CVE-2023-40921

Vulnerability

An SQL injection vulnerability exists in the functions/point_list.php file of the soliberte module for PrestaShop, affecting versions >= 4.0.0 and < 4.3.03 [1]. The lat and lng parameters are not properly sanitized before being used in a SQL query, allowing an attacker to inject arbitrary SQL commands. The vulnerable code path is reachable via a simple HTTP GET or POST request without any authentication or user interaction [1].

Exploitation

An attacker can exploit this vulnerability by sending a crafted HTTP request to the vulnerable endpoint with malicious SQL payloads in the lat or lng parameters.

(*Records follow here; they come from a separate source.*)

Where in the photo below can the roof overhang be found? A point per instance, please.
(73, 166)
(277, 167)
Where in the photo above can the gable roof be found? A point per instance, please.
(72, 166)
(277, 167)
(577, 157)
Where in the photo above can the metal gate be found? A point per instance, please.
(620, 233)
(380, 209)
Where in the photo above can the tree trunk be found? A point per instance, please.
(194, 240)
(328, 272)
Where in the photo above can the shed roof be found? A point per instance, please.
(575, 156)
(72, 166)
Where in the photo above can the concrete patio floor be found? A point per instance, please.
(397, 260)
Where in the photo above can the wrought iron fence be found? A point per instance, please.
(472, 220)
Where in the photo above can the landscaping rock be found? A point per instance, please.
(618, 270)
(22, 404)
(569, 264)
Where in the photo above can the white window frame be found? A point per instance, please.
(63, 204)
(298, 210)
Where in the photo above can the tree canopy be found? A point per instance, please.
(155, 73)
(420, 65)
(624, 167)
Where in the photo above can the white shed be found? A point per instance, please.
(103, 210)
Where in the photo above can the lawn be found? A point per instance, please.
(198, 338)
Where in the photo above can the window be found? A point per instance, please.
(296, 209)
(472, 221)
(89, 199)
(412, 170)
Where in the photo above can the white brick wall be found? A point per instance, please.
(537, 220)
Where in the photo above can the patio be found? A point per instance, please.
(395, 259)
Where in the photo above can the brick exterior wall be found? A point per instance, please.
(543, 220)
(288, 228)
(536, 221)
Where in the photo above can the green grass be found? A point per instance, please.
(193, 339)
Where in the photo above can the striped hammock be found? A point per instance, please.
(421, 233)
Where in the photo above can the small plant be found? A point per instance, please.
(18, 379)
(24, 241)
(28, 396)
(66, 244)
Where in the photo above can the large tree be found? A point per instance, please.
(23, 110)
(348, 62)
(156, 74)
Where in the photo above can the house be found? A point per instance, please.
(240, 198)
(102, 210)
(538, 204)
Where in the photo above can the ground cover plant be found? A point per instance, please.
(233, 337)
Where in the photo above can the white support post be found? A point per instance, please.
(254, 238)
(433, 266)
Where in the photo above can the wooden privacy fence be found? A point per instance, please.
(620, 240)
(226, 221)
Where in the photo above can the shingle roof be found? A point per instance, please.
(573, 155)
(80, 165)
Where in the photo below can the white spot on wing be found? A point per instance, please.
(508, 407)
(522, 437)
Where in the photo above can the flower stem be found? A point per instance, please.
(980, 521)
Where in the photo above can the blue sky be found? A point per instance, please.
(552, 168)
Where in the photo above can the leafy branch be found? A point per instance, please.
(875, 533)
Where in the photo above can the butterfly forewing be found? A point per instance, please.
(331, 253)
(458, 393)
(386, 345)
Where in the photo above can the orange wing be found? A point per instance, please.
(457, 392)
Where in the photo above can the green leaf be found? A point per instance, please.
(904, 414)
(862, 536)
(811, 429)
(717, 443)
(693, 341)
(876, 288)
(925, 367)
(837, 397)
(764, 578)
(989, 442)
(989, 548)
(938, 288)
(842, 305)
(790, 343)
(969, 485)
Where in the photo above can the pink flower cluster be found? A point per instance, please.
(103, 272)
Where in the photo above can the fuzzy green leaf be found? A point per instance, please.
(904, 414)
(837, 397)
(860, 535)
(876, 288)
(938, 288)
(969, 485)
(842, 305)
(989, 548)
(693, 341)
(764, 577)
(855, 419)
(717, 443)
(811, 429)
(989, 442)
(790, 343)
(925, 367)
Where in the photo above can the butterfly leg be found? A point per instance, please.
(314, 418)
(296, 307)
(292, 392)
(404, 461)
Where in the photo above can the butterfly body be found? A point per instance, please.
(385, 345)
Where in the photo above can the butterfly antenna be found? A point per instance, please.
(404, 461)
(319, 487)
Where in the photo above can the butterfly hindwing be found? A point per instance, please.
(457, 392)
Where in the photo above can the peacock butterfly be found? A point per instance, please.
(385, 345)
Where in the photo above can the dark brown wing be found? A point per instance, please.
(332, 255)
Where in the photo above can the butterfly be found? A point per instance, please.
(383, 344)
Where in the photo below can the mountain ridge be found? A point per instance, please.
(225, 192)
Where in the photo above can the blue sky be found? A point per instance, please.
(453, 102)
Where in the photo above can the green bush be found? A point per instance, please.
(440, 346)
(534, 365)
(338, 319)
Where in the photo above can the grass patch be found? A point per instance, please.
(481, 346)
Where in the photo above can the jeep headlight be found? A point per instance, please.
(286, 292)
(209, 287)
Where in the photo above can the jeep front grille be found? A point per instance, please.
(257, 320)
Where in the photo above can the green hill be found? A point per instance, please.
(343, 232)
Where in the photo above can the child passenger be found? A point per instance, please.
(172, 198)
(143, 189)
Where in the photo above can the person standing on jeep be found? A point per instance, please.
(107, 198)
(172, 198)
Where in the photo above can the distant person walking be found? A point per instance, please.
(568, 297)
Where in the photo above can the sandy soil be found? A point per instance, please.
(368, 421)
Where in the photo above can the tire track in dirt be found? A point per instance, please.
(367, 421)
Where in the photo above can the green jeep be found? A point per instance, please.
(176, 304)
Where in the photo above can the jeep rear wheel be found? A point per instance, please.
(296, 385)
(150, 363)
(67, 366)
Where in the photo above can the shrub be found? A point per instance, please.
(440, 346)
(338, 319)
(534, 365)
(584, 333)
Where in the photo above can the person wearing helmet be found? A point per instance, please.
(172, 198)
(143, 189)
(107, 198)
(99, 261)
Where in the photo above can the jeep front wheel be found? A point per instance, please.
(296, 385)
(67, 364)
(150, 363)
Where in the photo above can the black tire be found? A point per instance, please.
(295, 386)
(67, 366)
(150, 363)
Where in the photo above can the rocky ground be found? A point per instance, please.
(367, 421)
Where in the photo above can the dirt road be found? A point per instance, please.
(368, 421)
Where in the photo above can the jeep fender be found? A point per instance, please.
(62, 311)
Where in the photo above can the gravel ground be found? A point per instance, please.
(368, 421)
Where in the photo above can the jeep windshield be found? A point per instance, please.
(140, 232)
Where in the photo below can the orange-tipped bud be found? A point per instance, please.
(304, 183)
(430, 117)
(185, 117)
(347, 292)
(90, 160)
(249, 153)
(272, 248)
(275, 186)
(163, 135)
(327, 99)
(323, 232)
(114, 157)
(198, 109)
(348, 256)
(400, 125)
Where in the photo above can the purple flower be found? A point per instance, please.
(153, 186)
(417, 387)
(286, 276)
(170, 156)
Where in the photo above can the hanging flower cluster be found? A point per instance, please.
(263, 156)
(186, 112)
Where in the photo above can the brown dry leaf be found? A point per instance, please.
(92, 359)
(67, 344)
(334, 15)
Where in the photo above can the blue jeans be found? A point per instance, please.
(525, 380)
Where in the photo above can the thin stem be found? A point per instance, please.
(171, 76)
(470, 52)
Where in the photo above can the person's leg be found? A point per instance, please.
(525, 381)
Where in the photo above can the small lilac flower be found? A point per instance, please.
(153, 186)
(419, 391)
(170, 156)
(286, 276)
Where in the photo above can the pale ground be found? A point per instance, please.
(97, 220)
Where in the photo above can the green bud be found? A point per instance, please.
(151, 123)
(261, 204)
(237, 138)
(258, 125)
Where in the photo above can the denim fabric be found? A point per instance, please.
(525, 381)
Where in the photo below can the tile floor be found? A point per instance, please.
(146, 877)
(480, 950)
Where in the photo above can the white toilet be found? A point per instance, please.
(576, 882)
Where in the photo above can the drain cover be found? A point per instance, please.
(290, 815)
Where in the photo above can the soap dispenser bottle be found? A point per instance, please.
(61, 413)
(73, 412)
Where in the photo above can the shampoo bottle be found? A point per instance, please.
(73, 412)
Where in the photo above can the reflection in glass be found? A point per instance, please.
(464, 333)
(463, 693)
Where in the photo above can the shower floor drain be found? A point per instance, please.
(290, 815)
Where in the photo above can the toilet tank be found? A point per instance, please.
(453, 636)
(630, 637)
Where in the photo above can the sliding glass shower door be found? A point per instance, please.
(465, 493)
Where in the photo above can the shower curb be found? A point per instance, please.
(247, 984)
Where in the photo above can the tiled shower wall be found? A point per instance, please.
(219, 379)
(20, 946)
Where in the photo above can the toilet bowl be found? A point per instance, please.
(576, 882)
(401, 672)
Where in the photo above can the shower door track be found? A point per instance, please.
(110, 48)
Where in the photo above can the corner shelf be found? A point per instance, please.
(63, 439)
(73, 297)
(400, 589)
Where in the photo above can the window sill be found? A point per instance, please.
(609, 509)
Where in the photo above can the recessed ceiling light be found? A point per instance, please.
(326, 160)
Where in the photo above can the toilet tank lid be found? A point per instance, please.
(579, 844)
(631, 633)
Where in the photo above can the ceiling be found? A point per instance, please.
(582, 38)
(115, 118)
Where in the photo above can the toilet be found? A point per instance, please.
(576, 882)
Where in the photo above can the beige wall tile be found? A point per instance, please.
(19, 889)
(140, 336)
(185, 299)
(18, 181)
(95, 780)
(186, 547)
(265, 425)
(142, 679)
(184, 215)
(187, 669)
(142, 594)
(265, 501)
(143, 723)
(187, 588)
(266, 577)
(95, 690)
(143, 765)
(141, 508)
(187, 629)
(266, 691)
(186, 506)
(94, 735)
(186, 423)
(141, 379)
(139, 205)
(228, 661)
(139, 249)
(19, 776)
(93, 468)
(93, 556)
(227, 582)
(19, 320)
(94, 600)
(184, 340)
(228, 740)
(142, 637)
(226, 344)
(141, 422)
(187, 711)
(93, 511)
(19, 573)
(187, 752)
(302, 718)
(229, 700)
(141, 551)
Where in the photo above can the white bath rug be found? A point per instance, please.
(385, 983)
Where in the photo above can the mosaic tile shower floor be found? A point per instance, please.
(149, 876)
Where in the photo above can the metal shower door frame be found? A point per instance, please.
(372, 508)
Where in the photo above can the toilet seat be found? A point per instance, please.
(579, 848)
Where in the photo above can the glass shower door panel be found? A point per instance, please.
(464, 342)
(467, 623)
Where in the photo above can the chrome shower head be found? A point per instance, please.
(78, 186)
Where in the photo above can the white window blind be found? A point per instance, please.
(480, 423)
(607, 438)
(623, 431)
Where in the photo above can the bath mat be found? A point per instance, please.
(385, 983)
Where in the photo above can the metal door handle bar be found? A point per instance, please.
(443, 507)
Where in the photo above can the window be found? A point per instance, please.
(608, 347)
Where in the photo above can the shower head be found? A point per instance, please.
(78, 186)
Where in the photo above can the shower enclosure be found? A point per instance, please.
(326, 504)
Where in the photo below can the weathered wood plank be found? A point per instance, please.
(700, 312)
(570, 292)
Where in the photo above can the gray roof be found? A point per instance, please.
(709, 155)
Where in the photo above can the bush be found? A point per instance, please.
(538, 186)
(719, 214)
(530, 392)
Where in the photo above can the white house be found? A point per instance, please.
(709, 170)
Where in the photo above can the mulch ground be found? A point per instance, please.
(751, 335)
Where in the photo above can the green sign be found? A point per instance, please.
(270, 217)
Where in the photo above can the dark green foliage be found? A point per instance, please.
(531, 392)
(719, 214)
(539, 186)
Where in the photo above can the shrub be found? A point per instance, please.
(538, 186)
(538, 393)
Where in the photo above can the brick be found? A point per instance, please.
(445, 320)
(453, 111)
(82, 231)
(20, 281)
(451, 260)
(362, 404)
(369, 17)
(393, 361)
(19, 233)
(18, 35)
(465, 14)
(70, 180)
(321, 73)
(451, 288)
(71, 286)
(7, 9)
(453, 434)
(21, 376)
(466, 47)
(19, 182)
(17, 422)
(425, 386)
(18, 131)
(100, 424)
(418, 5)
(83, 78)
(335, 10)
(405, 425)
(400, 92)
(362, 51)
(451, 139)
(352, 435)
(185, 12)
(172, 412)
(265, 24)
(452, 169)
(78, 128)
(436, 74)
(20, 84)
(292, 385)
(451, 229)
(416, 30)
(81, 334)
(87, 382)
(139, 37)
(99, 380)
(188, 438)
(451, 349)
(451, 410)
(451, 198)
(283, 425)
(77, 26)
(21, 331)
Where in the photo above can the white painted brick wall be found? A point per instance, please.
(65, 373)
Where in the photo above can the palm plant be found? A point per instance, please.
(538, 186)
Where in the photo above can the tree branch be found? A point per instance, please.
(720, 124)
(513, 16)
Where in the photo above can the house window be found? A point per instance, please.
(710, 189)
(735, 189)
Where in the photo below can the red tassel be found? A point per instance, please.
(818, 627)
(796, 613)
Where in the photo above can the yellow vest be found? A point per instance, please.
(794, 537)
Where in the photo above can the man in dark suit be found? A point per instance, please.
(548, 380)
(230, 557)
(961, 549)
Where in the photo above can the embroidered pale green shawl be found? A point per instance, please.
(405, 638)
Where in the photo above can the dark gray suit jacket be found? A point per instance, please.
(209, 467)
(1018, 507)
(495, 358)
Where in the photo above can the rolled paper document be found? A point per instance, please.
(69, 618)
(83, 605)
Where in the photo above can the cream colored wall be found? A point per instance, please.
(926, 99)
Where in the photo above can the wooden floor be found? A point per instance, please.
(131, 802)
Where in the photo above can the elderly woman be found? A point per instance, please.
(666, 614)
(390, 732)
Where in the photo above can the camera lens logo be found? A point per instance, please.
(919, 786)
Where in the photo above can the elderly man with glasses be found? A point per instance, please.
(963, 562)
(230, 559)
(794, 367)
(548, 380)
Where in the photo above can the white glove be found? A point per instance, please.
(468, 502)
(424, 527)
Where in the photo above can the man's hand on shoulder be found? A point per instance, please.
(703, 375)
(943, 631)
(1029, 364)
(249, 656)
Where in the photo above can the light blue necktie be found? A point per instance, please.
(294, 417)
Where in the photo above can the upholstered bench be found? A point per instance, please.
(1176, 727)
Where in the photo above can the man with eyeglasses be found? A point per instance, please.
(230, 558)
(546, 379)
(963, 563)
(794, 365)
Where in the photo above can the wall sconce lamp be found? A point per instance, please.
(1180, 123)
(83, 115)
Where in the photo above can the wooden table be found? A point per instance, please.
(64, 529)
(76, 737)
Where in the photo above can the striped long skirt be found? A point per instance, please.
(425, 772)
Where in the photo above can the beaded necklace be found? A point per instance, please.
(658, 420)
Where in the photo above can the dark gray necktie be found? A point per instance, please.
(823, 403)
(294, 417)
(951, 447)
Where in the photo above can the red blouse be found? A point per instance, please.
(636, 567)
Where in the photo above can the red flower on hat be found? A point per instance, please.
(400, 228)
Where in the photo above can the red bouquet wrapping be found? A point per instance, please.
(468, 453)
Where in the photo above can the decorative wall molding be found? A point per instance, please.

No authentication or prior access is required, and the attack complexity is low [1]. The injection occurs in a SQL call that calculates distances based on latitude and longitude, but the unsanitized input allows the attacker to manipulate the query structure [1].

Impact

Successful exploitation can lead to full compromise of the affected PrestaShop instance. The attacker can extract sensitive data (including technical and personal information), obtain administrative access, delete all data, or display sensitive database tables to the front-end [1]. The CVSS v3.1 base score is 9.8 (Critical) with impacts on confidentiality, integrity, and availability all rated as high [1].

Mitigation

The vulnerability is fixed in version 4.3.03 of the soliberte module, released on 2023-12-12 [1]. Users should upgrade to this version immediately. The fix involves casting the lat and lng parameters to float before using them in the SQL query, as shown in the patch diff [1]. No workarounds are documented; upgrading is the recommended action.